Sans titre : le geste cru et à nu de Tino Sehgal

4 avril 2016 Par Christophe Candoni | 0 commentaires

A l’occasion du festival l’Etrange Cargo qui se tient à la Ménagerie de verre, Frank Willens et Boris Charmatz reprennent l’un après l’autre Sans titre (2000), le solo que leur a confié Tino Sehgal. Tels deux magnifiques colosses aux pieds d’argile, ils se mettent dans les pas des plus grands chorégraphes du XXe siècle et s’offrent comme la matière brute et charnelle d’une exposition vivante de la danse.

Créé il y a plus de 15 ans, Sans titre est une pièce à la fois majeure et atypique puisque, selon les vœux de son signataire Tino Sehgal, elle ne peut supporter aucun moyen matériel de reproduction en dehors de sa propre restitution performative et de l’empreinte indélébile qu’elle laisse dans le corps et l’esprit des spectateurs. Si l’œuvre contient une réelle portée historique en explorant un catalogue de citations de mouvements parmi les plus emblématiques du répertoire appartenant au siècle passé, elle ne réside que dans l’ici et maintenant, seulement et simplement soutenue par la performance de son interprète et la réception de l’assistance.

Tout commence sous l’égide du Faune sensuel et anguleux de Nijinski évoquant la révolution opérée par les ballets russes de Diaghilev dans les années 1900 tandis qu’aussitôt la fièvre tellurique de Pina Bausch revisitant Le Sacre du Printemps de Stravinski emporte tout sur son passage. Suivront entre autres, de manière ludique et passionnante, l’élégance facétieuse et raffinée de Balanchine ou l’amplitude du geste minimale et élancé de Keersmaeker.

Rien de superfétatoire. Ni décor, ni costume, ni son. La nudité poussée à ses extrêmes limites. Entre les murs blancs des combles de la Ménagerie, comme partout où a été représentée la pièce, Tino Sehgal renonce à toute forme d’habillage au sens propre comme au figuré. Pleins feux sur la scène comme dans la salle donc. L’être s’expose au regard comme une matière sculpturale et bien vivante, qui, dans l’effort, halète, suinte, rougit, sécrète. Le corps s’affiche ainsi libéré, écorché, distordu, aérien ou reptilien, fort et fragile à la fois, sans complexe, dans une expressivité presque expressionniste.

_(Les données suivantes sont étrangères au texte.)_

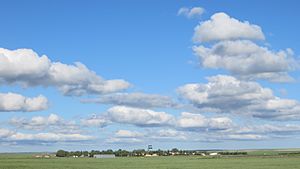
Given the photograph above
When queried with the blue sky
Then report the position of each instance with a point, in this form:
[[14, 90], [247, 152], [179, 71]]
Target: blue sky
[[149, 45]]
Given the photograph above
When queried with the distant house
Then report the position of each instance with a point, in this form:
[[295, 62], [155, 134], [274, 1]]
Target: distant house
[[104, 156], [213, 154]]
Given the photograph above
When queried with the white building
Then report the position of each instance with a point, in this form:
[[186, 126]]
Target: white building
[[104, 156]]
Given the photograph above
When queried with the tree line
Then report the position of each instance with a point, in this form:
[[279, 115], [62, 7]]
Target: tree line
[[142, 152]]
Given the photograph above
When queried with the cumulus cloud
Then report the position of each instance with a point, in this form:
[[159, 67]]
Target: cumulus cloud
[[191, 12], [230, 95], [50, 123], [95, 121], [128, 134], [9, 135], [139, 117], [17, 102], [197, 121], [247, 60], [223, 27], [140, 100], [48, 137], [25, 67]]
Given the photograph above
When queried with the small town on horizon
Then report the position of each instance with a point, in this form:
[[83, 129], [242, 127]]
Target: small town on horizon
[[133, 84]]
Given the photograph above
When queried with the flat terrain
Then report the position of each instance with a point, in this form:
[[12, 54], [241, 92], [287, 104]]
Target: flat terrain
[[178, 162]]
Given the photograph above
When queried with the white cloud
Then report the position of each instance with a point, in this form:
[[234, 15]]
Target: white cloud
[[198, 121], [51, 123], [24, 67], [9, 135], [4, 133], [191, 12], [139, 117], [49, 137], [17, 102], [247, 60], [128, 134], [223, 27], [230, 95], [140, 100], [116, 140], [95, 121]]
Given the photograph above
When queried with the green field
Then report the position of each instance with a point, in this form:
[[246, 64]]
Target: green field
[[175, 162]]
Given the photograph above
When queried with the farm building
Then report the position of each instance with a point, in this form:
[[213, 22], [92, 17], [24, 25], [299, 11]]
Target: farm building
[[104, 156]]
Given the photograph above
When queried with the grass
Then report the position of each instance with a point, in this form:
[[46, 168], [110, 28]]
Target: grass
[[178, 162]]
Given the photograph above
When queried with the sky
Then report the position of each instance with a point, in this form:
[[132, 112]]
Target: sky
[[190, 74]]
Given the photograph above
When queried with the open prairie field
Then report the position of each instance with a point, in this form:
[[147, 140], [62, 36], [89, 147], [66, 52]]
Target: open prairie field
[[177, 162]]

C’est une réelle démonstration de force à laquelle se livrent deux interprètes prodigieux. Elle requiert une maîtrise absolue, une technique virtuose, une puissance physique et une disponibilité émotionnelle impressionnantes. Willens et Charmatz déploient une capacité vertigineuse à se lancer dans une suite épuisante de sauts et chutes répétés. Ils enchaînent une diversité folle de styles, d’écritures et d’états d’âmes. Ils suivent les mêmes mouvements et pourtant le solo ne paraît pas exactement le même car sa composition rigoureuse laisse heureusement place à la variabilité de l’interprétation personnelle et non univoque des deux artistes parfaitement habités apportant chacun sa touche, plus martiale et dramatique pour le premier, plus véloce et délicate chez le second.

La performance puissamment charnelle sidère. Pour Tino Sehgal, la danse est un médium qui stimule autant l’intellect que la sensibilité. Elle est à la fois mémoire et présent et c’est bien ainsi qu’elle a été reçue.